Саблину хотелось перекрестить и поцеловать этого юношу, так непохожего на виденных им в тылу трех аяксов.
— Славный, славный офицер, — говорил сзади него Козлов. — Вся рота на нем.
— Так для чего же вы этого сумасшедшего-то держите?
— Нельзя без него. Для авторитета. Ведь Ермолов — мальчик. Иной раз заколеблется рота, он юркнет к Верцинскому, помолчит с ним полчаса и выйдет к роте: «Ничего не поделаешь, — говорит, — командир роты так приказал. Злющий-презлющий сидит». Ну и смирятся. Верцинский-то им не понятен, что у него на уме. С чертями знается. Ну и боятся его. Политика, ваше превосходительство, стала нужна, вот что худо. Солдат не тот и офицер новый. Вот и 14-я рота.
Худощавый чернобородый капитан подходил к Саблину с рапортом.
VII
Саблина тянуло к Верцинскому на его страшный форт Мортомм, в его блиндаж-землянку, полную кровавых воспоминаний и привидений, и именно ночью тянуло, одного. Это тоже было своего рода сумасшествие — ездить по ночам на позицию одному, без Давыдова и адъютанта. Он доезжал на автомобиле с погашенными огнями почти до самого Шпелеври. Здесь он выходил и говорил шоферу: «Подать утром в Бережницу, к резервной роте», — и шел в окопы. Ночью окопы жили. Пахло по ходам сообщения щами и солдатом, и вдоль окопа по бойницам стояли и сидели люди. Часто били пушки. На той стороне вспыхивали ракеты и оттуда чудился гомон людей. Потом вдруг стихало и из далекого тыла слышался быстро приближающийся тяжелый рокот большого снаряда. Казалось, что было видно, как он летел. Вдруг где-либо, совсем неожиданно и не там, где думали, зашуршит и завизжит воздух, все освещая, вспыхнет яркое пламя, раздастся страшный оглушающий грохот и завоют осколки, разлетаясь кругом. Потом наступит мучительная тишина. Ухо прислушивается, не слышно ли стонов, не кричит ли кто-либо жутким голосом «носилки!». Пахнет какою-то химией. Не порохом, но едким запахом кислоты. Тихо все. Потом раздастся чей-то голос: «Куда попало?» И послышится ответ: «Немного не дохватило до командирской землянки».

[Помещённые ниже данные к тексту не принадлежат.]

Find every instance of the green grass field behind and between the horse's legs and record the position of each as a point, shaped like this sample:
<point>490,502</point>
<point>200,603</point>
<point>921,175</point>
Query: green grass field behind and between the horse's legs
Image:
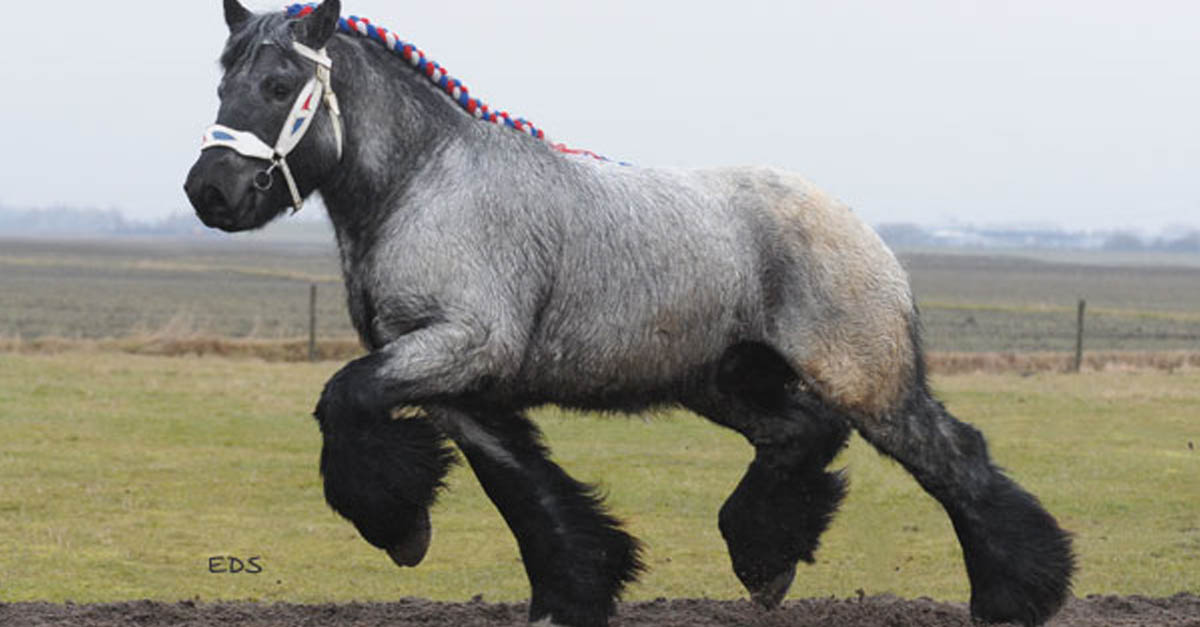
<point>121,476</point>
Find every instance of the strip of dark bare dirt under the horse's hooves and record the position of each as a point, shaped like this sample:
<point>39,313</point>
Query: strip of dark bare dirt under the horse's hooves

После этого царит жуткая тишина. Солдаты боятся сидеть в землянках и жмутся подле брустверов и траверсов. Кто-нибудь тихо вздохнет и скажет задумчиво: «Так-то вот Павлиновские сидели в землянке, а оно ударило. Не то восемь, не то шестнадцать человек положило. И не нашли».
И больше всего смущало людей то, что были люди и ничего не осталось, чтобы похоронить.
Ночью мерещатся газы. Особливо под утро. Вдруг где-то на фланге печально зазвонит чугунная доска, завторит другая, раздадутся выстрелы, и люди тревожно хватаются за маски и начинают надевать их и кажутся уже не солдатами, а страшными демонами, ходящими под землей. Выбежит вперед химическая команда, пойдут тяжелые минуты. Шибко бьется сердце и не знаешь, почему оно бьется, потому ли, что волнение охватило или это уже газ начинает отравлять. Сквозь мутные очки противогаза все кажется необычным и чудятся у кольев какие-то темные фигуры. — Снимай маски. Никаких газов!
Ложная тревога. Туман поднялся с реки. Скоро рассвет.
Утром по всему фронту поднимается пальба. Грохочут пушки и в бледной синеве неба часто белыми зайчиками, целыми стайками рвутся шрапнели. Летят аэропланы. Один, другой, третий, четвертый, пятый. К грохоту наших пушек начинают примешиваться тяжелые глухие удары от взрывов больших бомб, бросаемых с аэропланов. Теперь и бруствера, и траверсы не спасут. Все прячется по землянкам, под блиндажи, и только часовые стоят у брустверов, смотрят вперед и творят молитву.